What does it mean to truly trust in God?
Have you considered this question?
My grandfather, a great man of God, once
noted that ‘Every time we worry about something, we are showing God that we don’t
trust Him.’
To trust God means to not only believe in
His goodness, but to believe that He knows what He is doing, that He is in
charge. This is not easy. When we, like Peter on the Sea of Galilee, look at
the troubles of the world, our faith in God’s authority over everything begins
to waver. It is admittedly difficult to observe a world filled with tragedies
and murder, rape, corruption, and pedophilia, and truly trust that God is in
control. It is even more difficult to trust when we realize that everything
happens either by His active will or His permissive will.
How do you trust a God who allows such
evil?
The truth we must grasp is this: God’s
ways are not our ways. ‘For My thoughts are not your thoughts, nor are your
ways My ways,’ says the Lord. ‘For as the heavens are higher than the earth, so
are My ways higher than your ways, and My thoughts than your thoughts,’ Isaiah
55:8-9.
In today’s society we are bombarded with
propaganda against God’s goodness. We are told that a truly good god would not
permit evil in his world. We are indoctrinated with the lie that because evil
exists God must either not exist, or that He must be a vicious, vengeful being
bent on our destruction.
But the simple truth is that we do not
understand the problem of evil, and that God never intended that we should. People
are not comfortable with the idea of not knowing why terrible things happen; we
do not want to accept the truth that God’s understanding is beyond our own. That
we are not meant to completely comprehend His ways. But His ways are beyond us. Personally, I would not
want to worship a God I fully understood. I want my God to be beyond me. I
would not worship a God whose thought processes were no higher than those of corruptible men. I take
comfort in knowing (trusting) that even though I do not understand why
tragedies happen, God does, that, somehow, in His infinite wisdom, everything
is working according to His plan (Ephesians 1:11).
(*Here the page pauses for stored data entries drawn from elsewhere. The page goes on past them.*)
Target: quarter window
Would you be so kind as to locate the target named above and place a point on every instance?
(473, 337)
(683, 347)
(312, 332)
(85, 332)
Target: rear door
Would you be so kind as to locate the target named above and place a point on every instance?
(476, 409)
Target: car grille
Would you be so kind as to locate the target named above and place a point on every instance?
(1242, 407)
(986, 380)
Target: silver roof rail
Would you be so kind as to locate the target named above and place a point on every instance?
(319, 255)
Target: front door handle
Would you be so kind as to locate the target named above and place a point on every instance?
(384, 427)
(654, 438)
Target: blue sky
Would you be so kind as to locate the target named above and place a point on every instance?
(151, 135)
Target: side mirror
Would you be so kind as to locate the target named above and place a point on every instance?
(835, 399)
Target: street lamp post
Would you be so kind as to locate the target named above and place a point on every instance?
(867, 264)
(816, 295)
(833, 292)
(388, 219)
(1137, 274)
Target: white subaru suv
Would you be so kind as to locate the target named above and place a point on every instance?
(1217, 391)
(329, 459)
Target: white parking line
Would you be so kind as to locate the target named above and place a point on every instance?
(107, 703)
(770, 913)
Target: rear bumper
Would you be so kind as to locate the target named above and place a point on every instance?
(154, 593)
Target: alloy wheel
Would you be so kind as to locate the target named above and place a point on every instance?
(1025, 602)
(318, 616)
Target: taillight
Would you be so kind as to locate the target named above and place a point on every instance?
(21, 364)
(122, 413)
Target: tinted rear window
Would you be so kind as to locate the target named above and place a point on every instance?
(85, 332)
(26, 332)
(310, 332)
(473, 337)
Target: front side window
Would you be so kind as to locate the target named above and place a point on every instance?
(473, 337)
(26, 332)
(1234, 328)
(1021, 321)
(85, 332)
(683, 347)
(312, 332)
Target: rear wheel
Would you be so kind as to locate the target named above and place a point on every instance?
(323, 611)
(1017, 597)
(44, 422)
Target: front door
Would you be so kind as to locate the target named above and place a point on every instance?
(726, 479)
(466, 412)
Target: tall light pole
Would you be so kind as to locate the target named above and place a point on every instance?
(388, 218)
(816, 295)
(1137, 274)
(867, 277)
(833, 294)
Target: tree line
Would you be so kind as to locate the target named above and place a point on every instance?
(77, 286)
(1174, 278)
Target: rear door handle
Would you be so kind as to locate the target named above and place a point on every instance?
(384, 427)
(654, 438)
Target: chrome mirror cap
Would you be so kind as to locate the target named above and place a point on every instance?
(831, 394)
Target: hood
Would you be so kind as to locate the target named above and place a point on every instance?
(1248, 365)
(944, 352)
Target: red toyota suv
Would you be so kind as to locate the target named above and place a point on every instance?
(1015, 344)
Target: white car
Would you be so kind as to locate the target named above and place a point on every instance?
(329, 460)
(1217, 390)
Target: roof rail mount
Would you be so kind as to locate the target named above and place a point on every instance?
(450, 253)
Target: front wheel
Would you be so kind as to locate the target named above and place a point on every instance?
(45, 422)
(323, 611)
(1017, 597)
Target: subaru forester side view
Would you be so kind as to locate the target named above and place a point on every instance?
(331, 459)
To live a life free of worry (Matthew
6:25 and numerous other passages) is not easy. But, if we can learn to trust to
God that He knows what He is doing, that His plan is at work in our lives and
in the world, then we might just learn the godly art of contentment (Philippians
4:11).
Perhaps I am naïve. But the disciples
trusted Jesus, and they certainly did not understand everything He said—not
until He rose from the grave, anyway. Belief, trust, contentment. These things sound
better to me than worry and fear and confusion. If this is naive, then I revel in my naivete!